Is it a cape, a serape, a shawl?
It's super-flag--a cashmere cover-up for pianos or people, created by Marc Jacobs, the year's most talked-about designer.
Jacobs, only 25 and already a veteran of the fashion wars, had his own label until a few months back when he was tapped by Perry Ellis Inc. to fill the late designer's preppy shoes.
The ponytailed prodigy--whose last collection featured screaming sequined beach towels and a 1950's Miami Beach theme--will now have to create the kind of low-key, high-profile clothes that made Perry Ellis a household name.
How he does it, if he does it, will be revealed April 10 when the first Marc Jacobs for Perry Ellis collection is shown to buyers and press during fall market week.
"I'm scared," Jacobs admitted Wednesday from his New York office. To help relax himself, he said, his shoes were off and he was about to eat a pizza.
About the shades-of-gray shawl from his upcoming collection: "It's not a shawl but a real blanket, the size of a whole double bed" he explained. "It's made by Claridge of Scotland, who do all the blankets for Hermes and Louis Vuitton."
Jacobs hopes people will use the fringed blanket decoratively, on furniture, and will love it so much that they'll also want to "wrap themselves in it on really cold days."

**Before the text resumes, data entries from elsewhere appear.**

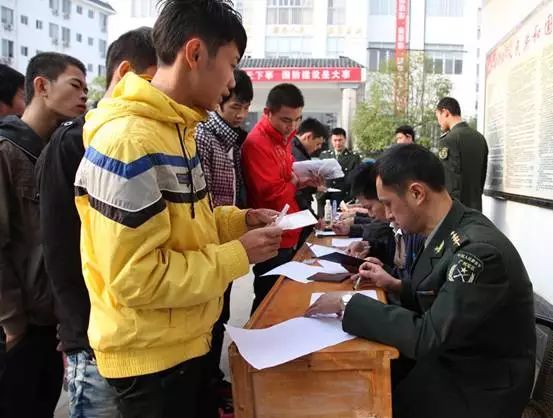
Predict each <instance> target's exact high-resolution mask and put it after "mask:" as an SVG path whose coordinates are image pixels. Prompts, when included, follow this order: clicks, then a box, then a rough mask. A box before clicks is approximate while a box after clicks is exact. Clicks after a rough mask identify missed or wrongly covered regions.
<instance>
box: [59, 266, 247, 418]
mask: <svg viewBox="0 0 553 418" xmlns="http://www.w3.org/2000/svg"><path fill="white" fill-rule="evenodd" d="M252 302H253V274H252V273H250V274H248V275H247V276H245V277H242V278H241V279H238V280H235V281H234V284H233V287H232V293H231V302H230V321H229V322H230V324H231V325H235V326H242V325H244V324H245V323H246V322H247V321H248V319H249V317H250V309H251V306H252ZM229 343H230V342H229V339H228V337H227V336H226V335H225V342H224V345H223V356H222V359H221V368H222V369H223V371H224V372H225V374H226V376H227V379H228V380H230V373H229V365H228V350H227V347H228V345H229ZM68 415H69V408H68V399H67V393H65V392H63V393H62V395H61V398H60V401H59V403H58V408H57V409H56V414H55V418H67V417H68Z"/></svg>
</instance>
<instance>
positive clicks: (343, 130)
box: [330, 128, 348, 138]
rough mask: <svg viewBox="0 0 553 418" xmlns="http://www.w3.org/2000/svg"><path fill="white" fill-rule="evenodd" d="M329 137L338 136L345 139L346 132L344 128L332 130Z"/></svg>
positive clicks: (335, 128) (345, 130) (345, 136)
mask: <svg viewBox="0 0 553 418" xmlns="http://www.w3.org/2000/svg"><path fill="white" fill-rule="evenodd" d="M330 134H331V135H339V136H343V137H344V138H347V137H348V136H347V135H346V130H345V129H344V128H334V129H333V130H332V132H330Z"/></svg>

Please see NEW YORK, Page 14 Those looking for something more conventional to wear next fall will find that too, he says. "I've designed a bit of everything: long and short skirts, wide and narrow pants."
The look he likes most, however, is the "slim, neat look of very narrow pants"--in cavalry twill, suede, even matte sequins, all teamed with voluminous tops.
New York's other Wunderkind, Isaac Mizrahi, reportedly wouldn't even consider taking the job at Perry Ellis
because he wanted to retain his own company name and label.
At 27, this will be Mizrahi's seventh season in business and his fourth major
fashion show. "There are no designer clothes in my new collection--by that I mean it's just real American sportswear of thepurest kind. It's all about options and priorities," he says.
The wool jersey "nose-warmer" tunic, shown here with pants,
represents one of the many options to Mizrahi. The tunic can be worn separately as a dress."The nose-warmer looks wonderful when it's worn down--a sort of cowl neckline. I have lots of pants for fall, in both slim and sack styles. And loads of jumpsuits," he says.
Pants may be very popular at the New York showings that start next week, judging from these exclusive, advance photos. Calvin Klein will offer slim versions topped by classic, double-breasted jackets and uncharacteristically prim, tie-neck blouses.
Louis dell'Olio, for Anne Klein, likes a bit more width at the bottom. His swaggery trousers are teamed with a matching, one-button jacket.
Donna Karan's pants-shape looks almost bell-bottom, with a drapey jacket that closes at the waist.
Geoffrey Beene, Manhattan's resident fashion poet, has an explanation for the rear-window emphasis on his "Metamorphosis" dresses with elided backs, such as the one shown here.
" . . . the cutout back, shaped like a pincer, terminates in two sharp prongs shooting over the left and right hip joints. These paired slivers act like arrows pointing to new divisions of the female anatomy."
We never told you fashion was simple.